Examples of Invention
[0053] The solution has been applied to build a method of separating, recognizing the speech of service agents, customers and semi-supervised training in Viettel's customer service call centers.
[0054] At Viettel customer service call centers, we use this method to separate and recognize the speech of service agents and customers into text. From there, it is possible to monitor and make statistics for the content of customer service telephone calls automatically and quickly. In addition, we can also know the thoughts and frustrations of the customers as well as whether the service agent's response is correct. The system is constantly updated based on the semi-supervised training mechanism, thereby helping to improve the accuracy of the system.
Effect of Invention
[0055] A special advantage related to this present invention is to develop a method of speech separation and recognition of service agents, customers and semi-supervised training in call centers. This recommendation method lets managers see what their service agents and customers say. From there, quickly and objectively know the wishes and concerns of customers as well as whether their service agents can give accurate and correct advice.

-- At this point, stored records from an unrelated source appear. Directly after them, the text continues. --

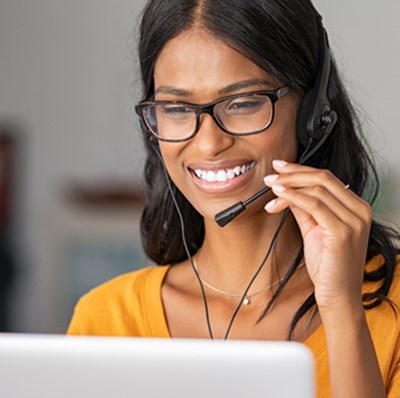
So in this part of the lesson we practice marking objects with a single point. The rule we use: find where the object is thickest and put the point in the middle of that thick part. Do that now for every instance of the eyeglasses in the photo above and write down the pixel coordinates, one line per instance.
(240, 114)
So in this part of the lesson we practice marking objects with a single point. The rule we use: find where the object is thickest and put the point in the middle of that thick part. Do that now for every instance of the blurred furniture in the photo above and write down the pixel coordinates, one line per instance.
(93, 236)
(7, 268)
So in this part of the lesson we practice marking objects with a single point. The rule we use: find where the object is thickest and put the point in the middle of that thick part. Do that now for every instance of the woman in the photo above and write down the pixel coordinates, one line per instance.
(305, 261)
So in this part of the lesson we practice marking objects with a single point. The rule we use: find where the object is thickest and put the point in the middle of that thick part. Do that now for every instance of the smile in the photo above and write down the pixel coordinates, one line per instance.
(223, 174)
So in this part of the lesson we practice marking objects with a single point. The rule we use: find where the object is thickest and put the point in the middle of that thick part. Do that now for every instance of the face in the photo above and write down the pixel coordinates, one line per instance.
(197, 68)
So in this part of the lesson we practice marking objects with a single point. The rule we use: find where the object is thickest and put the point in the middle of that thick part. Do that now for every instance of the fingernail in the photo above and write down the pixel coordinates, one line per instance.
(270, 178)
(279, 163)
(278, 188)
(270, 205)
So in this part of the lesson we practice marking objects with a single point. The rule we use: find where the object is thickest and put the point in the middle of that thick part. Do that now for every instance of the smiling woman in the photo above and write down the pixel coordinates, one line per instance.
(240, 96)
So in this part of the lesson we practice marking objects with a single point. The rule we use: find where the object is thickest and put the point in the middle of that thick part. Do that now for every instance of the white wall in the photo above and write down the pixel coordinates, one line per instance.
(65, 77)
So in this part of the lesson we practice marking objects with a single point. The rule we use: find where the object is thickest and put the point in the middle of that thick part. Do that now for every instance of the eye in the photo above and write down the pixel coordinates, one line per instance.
(246, 105)
(176, 110)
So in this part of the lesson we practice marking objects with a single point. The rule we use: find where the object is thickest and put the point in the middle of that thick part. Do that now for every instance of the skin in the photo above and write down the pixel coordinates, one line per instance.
(332, 222)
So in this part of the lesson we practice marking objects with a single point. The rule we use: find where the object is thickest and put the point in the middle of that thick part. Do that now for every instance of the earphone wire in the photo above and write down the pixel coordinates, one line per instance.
(305, 156)
(183, 234)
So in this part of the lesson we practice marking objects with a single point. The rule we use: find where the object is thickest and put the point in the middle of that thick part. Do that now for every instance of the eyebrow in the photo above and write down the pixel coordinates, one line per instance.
(179, 92)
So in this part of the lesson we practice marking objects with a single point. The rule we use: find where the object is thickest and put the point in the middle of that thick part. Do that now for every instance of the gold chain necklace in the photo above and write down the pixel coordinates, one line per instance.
(247, 298)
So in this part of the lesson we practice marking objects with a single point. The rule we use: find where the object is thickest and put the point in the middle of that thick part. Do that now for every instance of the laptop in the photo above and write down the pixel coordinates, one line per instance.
(64, 366)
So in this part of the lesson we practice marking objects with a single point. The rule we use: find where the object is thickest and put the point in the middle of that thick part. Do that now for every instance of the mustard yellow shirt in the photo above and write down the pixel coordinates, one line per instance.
(131, 305)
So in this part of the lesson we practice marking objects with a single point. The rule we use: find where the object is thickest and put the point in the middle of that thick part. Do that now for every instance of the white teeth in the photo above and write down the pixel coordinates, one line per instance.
(211, 176)
(231, 174)
(223, 175)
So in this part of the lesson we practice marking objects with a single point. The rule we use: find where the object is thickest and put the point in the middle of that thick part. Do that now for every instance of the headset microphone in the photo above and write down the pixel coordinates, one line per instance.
(315, 122)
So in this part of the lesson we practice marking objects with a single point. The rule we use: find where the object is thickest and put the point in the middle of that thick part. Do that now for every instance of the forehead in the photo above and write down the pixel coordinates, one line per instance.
(195, 61)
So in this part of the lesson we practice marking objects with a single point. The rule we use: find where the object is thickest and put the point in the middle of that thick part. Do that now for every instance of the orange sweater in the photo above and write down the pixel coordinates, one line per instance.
(131, 305)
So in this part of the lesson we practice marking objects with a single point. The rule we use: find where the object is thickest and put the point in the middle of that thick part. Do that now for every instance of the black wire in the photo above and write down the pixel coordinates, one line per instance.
(271, 246)
(305, 156)
(184, 241)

In addition, the system is constantly updated based on the semi-supervised training mechanism, which means that the system can self-learn from actual data during operation, thereby helping to improve the system's accuracy.
[0056] Although the above descriptions contain many specifics, they are not intended to be a limitation of the embodiment of the invention but are intended only to illustrate some preferred execution.